We’ve proven that NextDrop is useful. We have 275 paying customers and we’ve generated 2980 INR in revenue last month (some people paid for multiple months, and some paid for multiple cell phones to receive messages). We have an 86% conversion rate from giving people a free trial, to then getting people to pay for the service. To clarify, our customers are middle class families (preliminary surveys indiciate that the NextDrop service- as is- probably won’t work in slum areas due to the fact that the man of the house takes the mobile to work and there is no land line, but we are hoping to come up with some sort of prototype solution next month for slum areas).
All these numbers are great, but as Eric Reis says in his book on lean startups, if you don’t know WHY people like your service (or don’t like your service) you don’t really know anything.
Digging deeper, we figured out that our service is more of a convenience than anything else. Out of the 10 messages people get per month, they probably see/use our message 1-2 times. Would they pay 10 INR for this service? Sure. Would they pay 15? Not sure. 20? Possibly unlikely. Now the hard part is that we set our service at 10 INR in Hubli because that’s what we agreed to with the water utility- so charging more (to test price sensitivity/test our hypothesis) in Hubli isn’t really an option . It may be interesting to go into another city and price it higher (or lower) and see how many people pay for our service and compare numbers. 10 INR is already really low: to give some perspective, it’s equivalent to downloading an app that charges $.99/month.

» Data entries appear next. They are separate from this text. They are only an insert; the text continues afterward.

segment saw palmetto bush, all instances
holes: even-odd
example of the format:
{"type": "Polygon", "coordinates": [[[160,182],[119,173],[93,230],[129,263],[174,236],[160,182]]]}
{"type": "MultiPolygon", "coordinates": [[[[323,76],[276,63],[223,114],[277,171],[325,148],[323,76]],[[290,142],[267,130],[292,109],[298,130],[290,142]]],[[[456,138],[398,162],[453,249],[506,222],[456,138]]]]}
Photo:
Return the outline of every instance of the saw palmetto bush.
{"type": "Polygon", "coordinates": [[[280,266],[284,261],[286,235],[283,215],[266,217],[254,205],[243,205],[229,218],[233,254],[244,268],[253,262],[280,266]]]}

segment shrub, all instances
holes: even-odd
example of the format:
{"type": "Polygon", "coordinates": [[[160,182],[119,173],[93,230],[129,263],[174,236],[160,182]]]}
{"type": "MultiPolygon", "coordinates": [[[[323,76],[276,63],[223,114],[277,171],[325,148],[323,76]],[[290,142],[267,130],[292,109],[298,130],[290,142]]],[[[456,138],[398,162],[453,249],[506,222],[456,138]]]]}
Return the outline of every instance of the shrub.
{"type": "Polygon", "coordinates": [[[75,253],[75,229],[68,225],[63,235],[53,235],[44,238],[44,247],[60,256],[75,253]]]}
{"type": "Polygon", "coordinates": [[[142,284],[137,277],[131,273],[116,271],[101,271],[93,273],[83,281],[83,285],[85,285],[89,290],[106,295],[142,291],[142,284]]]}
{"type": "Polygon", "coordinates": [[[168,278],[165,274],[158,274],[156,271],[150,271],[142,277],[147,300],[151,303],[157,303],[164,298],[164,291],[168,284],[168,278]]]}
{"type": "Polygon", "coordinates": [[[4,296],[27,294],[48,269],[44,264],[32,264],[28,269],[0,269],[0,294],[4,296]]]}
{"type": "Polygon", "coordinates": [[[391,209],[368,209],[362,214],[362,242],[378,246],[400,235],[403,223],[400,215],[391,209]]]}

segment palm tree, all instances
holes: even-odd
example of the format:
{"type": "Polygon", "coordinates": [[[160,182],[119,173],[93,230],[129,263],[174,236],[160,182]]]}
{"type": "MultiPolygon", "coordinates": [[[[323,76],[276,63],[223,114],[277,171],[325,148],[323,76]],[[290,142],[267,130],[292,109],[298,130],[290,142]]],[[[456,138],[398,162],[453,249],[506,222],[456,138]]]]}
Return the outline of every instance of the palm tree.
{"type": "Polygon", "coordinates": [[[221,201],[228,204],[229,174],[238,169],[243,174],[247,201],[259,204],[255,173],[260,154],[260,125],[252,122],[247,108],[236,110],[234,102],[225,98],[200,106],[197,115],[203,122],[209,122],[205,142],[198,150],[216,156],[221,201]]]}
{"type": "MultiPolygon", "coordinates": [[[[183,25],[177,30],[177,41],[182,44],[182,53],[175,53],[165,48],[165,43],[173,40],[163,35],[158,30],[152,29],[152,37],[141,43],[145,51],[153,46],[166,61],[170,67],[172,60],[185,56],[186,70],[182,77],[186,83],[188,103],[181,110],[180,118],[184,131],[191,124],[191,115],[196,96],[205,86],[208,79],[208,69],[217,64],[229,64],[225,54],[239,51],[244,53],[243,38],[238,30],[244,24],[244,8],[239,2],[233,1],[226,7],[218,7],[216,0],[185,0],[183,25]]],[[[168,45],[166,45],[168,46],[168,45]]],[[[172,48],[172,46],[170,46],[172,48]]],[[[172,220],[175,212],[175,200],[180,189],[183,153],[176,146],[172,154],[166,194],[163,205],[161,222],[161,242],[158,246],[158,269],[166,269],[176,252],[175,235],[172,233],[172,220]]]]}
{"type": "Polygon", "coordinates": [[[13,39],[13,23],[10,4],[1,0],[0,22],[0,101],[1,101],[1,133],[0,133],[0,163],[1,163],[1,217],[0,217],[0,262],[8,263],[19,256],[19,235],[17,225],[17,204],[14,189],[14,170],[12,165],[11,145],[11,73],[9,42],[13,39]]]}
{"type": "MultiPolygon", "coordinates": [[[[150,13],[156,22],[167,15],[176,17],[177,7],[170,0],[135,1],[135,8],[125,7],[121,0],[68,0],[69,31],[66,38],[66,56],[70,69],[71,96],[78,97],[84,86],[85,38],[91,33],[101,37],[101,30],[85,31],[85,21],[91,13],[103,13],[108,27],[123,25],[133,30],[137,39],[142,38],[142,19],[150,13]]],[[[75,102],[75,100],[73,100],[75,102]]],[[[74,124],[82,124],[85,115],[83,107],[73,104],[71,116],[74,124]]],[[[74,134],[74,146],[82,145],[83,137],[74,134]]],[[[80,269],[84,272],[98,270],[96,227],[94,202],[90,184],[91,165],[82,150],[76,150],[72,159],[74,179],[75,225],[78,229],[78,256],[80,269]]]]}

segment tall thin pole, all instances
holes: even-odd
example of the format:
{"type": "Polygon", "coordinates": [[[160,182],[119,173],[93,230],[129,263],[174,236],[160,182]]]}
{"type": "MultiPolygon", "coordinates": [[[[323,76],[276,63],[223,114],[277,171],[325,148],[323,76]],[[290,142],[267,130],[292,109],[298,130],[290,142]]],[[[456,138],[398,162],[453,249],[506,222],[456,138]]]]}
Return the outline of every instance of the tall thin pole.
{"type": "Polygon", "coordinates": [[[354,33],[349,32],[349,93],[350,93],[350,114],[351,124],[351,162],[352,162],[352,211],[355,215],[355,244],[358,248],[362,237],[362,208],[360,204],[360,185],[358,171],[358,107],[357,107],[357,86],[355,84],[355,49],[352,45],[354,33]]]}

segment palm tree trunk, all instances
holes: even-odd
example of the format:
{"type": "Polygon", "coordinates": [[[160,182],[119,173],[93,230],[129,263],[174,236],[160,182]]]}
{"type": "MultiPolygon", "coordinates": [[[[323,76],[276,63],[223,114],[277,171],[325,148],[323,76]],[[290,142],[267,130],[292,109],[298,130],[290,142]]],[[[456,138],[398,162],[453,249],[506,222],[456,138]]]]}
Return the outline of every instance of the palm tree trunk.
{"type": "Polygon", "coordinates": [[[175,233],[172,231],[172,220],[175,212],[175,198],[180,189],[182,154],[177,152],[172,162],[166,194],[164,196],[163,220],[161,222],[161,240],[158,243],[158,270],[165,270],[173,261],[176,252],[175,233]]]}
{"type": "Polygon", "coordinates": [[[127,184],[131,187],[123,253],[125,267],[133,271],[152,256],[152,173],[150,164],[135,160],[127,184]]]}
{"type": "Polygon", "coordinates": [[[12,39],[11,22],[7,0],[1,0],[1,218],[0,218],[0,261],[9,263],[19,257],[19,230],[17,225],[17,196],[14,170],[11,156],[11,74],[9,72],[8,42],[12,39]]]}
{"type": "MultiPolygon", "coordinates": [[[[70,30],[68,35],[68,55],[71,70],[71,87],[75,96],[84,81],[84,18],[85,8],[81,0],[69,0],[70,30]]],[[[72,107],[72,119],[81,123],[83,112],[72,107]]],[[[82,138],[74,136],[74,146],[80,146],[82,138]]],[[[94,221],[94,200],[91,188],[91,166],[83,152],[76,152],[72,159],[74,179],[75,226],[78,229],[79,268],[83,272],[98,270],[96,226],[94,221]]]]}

So I personally don’t think pricing it lower will yield incredibly interesting results, but I don’t have hard facts to back that up.
What did we learn? I think our product will be incredibly price sensitive due to the fact its in the “convenience” category as opposed to the “necessity” category. So these are the things we need to still figure out:
- What is the price v penetration/uptake ratio?
- To generate more revenue, will it be easier to a) spend more money on customer acquisition or b) try to move NextDrop from the “convenience” category to the “necessity” category and thereby charge more?